The bare bones plotline is age old angst (remember
Inquilab, Nayak) against systemic malaise repackaged
with an eye to suit new trends. It is essentially
formulaic- an action principal that should have been
obliterated with the dinausars. But hey, if the
audience is lapping it up why should the filmmakers
serve any different? That is an argument used time and
again to justify greedy materialism and subvert
creativity. So if you can’t be discerning in your
choices then you will have to sit through more of this
sort of nonsense.
Rohit Shetty’s rehashed narrative starts off by
showing Bajirao Singham (Ajay Devgan) as a laidback
cop (who fancies himself as a benevolent maharaja
rather than a enforcer of the law) of a remote village
Shivgad, near Goa. Until he comes accross Jayakant
Shikre (Prakash Raj) an underworld kingpin who has his
hat in many fires. Shikre has to visit Shivgad Police
station and sign-in daily in order to escape
imprisonment so Shikre sends his understudy, as a
stand-in, to do the deed and Singham suddenly decides
to uncharacteristically lay down the law by enforcing
Shikre’s personal presence. From therein begins the
war between the enraged lion and his prey, eventually
expanding into a fight to wipe out systemic corruption
in the police force as well as the political
establishment. The romantic let-up between Singham and
Kavya (Kajal Agarwal) is clearly an aberration of
sorts, an element inserted just so some relief could
be provided in between the artificially enhanced,
extreme emblematic violence that Rohit and team unfold
on screen. The Sub-plot about honest Police Inspector
Kadam (Sudhanshu Pandey) embroiled in a corruption
frame-up,who commits suicide to leave behind an
aggrieved widow (Sonali Kulkarni) who with her grumpy
looking kid goes from office to office seeking
justice, could have been done away with because it has
nothing to do with Singham and his very private and
almost personal war against Shikre. The supercilious
dialogues come across as funny when the intention was
clearly serious. The music is unappealing and the
overall performances too loud to make sense of.

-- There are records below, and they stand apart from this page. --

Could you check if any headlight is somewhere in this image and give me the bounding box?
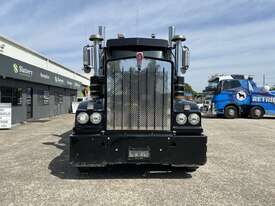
[188,113,201,125]
[76,112,89,124]
[90,112,102,124]
[176,113,187,125]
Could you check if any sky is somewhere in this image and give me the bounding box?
[0,0,275,91]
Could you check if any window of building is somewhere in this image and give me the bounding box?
[54,92,63,105]
[37,90,50,106]
[1,87,23,106]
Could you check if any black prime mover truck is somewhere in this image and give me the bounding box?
[70,26,207,172]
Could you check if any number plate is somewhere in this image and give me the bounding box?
[128,148,150,159]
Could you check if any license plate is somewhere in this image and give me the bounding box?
[128,148,150,159]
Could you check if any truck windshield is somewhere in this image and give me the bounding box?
[108,48,168,59]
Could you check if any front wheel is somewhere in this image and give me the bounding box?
[224,106,238,119]
[77,167,90,173]
[250,107,264,119]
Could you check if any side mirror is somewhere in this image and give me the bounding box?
[83,45,94,73]
[182,46,190,73]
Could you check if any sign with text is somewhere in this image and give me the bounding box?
[0,103,11,129]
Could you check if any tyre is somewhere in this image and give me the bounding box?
[77,167,90,173]
[250,107,264,119]
[224,106,238,119]
[184,167,198,173]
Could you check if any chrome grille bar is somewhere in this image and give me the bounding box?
[107,59,172,131]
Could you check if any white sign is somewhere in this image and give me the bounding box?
[0,103,11,129]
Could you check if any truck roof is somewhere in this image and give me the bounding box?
[107,38,168,48]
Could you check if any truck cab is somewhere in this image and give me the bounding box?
[70,27,207,171]
[212,78,275,119]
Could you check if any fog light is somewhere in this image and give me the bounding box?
[90,112,102,124]
[176,113,187,125]
[188,113,201,125]
[76,112,89,124]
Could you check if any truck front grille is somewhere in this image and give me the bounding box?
[107,59,172,130]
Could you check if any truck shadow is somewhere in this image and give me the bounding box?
[43,131,192,179]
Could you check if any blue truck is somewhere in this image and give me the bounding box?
[205,77,275,119]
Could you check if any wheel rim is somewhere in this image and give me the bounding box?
[228,109,235,117]
[254,109,262,117]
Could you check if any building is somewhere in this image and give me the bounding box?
[0,36,89,124]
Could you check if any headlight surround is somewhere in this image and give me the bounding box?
[188,113,201,126]
[90,112,102,124]
[176,113,187,125]
[76,112,89,124]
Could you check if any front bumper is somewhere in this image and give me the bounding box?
[70,134,207,167]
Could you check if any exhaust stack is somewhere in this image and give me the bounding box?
[168,26,175,47]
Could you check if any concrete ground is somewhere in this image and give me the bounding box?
[0,115,275,206]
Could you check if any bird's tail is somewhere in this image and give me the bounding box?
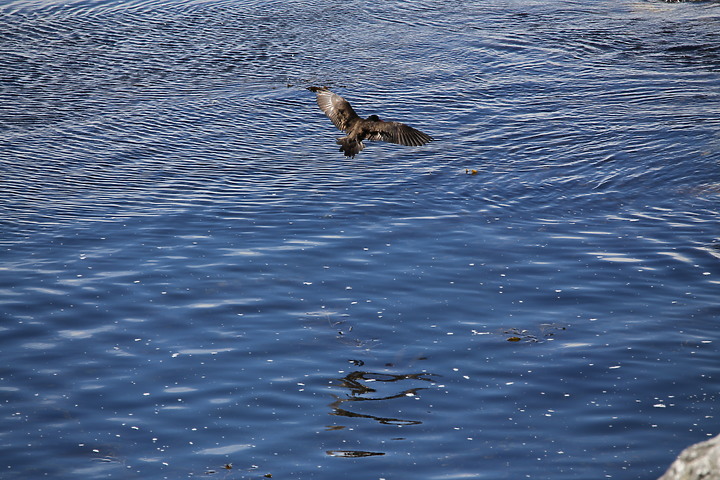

Prakash Raj’s Jayakant Shikre is over-the-top and
totally devoid of any control while Devgan’s Singham
displays far better modulation in comparison. Devgan
measures up well to the expected leonine histrionics
symbolic of his character’s name but it’s not a
performance that will garner him any worthwhile reward
as the characterisation itself is weakly drawn and
it’s interpreted representation is fuelled by brawn
rather than brain. It is also unclear how the
character acquired the character defining moniker and
remains unexplained right to the very end- an end that
is both disappointing and a definite let-down
.Especially after all that drummed up, near cacophonic
and unreasonable build-up of anger and violence!